I am analysing CPU useage on a large network. In order to do that, I was provided with a large excel sheet. It contains batchID (means we dedicate a CPU to run that task) startTime, endTime (means we know the CPU is fully occupied during this time).
Based on this data, I need to understand how many batches are running at a particular instance. Therefore, I will use a chat with x-axis been the time and y-axis been the count of batches running at each time instance.

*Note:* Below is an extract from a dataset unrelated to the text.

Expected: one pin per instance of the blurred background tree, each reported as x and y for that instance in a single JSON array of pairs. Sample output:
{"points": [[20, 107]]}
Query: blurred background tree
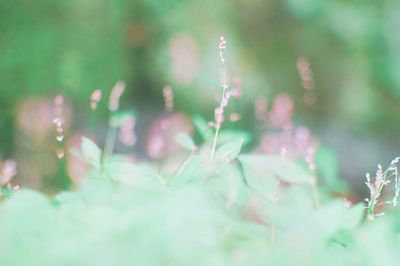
{"points": [[73, 47]]}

The whole file is over 15000 rows over two days's data. Here is a fraction of it.
BATCHID startTime endTime
560062 13/10/2011 11:59:23 13/10/2011 11:59:26
560061 13/10/2011 08:59:18 13/10/2011 08:59:21
560060 13/10/2011 05:59:21 13/10/2011 05:59:30
560059 13/10/2011 02:59:34 13/10/2011 02:59:43
560058 13/10/2011 01:57:24 13/10/2011 01:57:29
560057 13/10/2011 01:57:24 13/10/2011 01:57:28
560056 12/10/2011 23:59:19 12/10/2011 23:59:28
560055 12/10/2011 20:59:21 12/10/2011 20:59:30
560054 12/10/2011 18:02:13 12/10/2011 18:02:22
560053 12/10/2011 18:02:13 12/10/2011 18:02:21
560052 12/10/2011 18:02:12 12/10/2011 18:02:21
560051 12/10/2011 18:02:07 12/10/2011 18:02:16
560050 12/10/2011 18:02:03 12/10/2011 18:02:11
560049 12/10/2011 18:02:10 12/10/2011 18:02:19
560048 12/10/2011 18:02:11 12/10/2011 18:02:16
560047 12/10/2011 18:02:09 12/10/2011 18:02:13
560046 12/10/2011 18:02:04 12/10/2011 18:02:13
560045 12/10/2011 18:02:12 12/10/2011 18:02:21
Requirment:
- We need array to contain the time slice data. This could be every 1 minuts or 5 minuts. If we need to analyse two days for every 1 minuts interval, we could then need 2880 data points for the x-axis.
- Because at any instance there are could be many jobs running. We'll need to device a mechnism to count number of running batches at that time slice.
I suspect Excel 2003 can do a good job as the number of columns is limited to 256.
I'm welcoming any advise on how to permoer this task efficiently in Octave/MATLAB, ORACLE PL/SQL, R or Bash Script.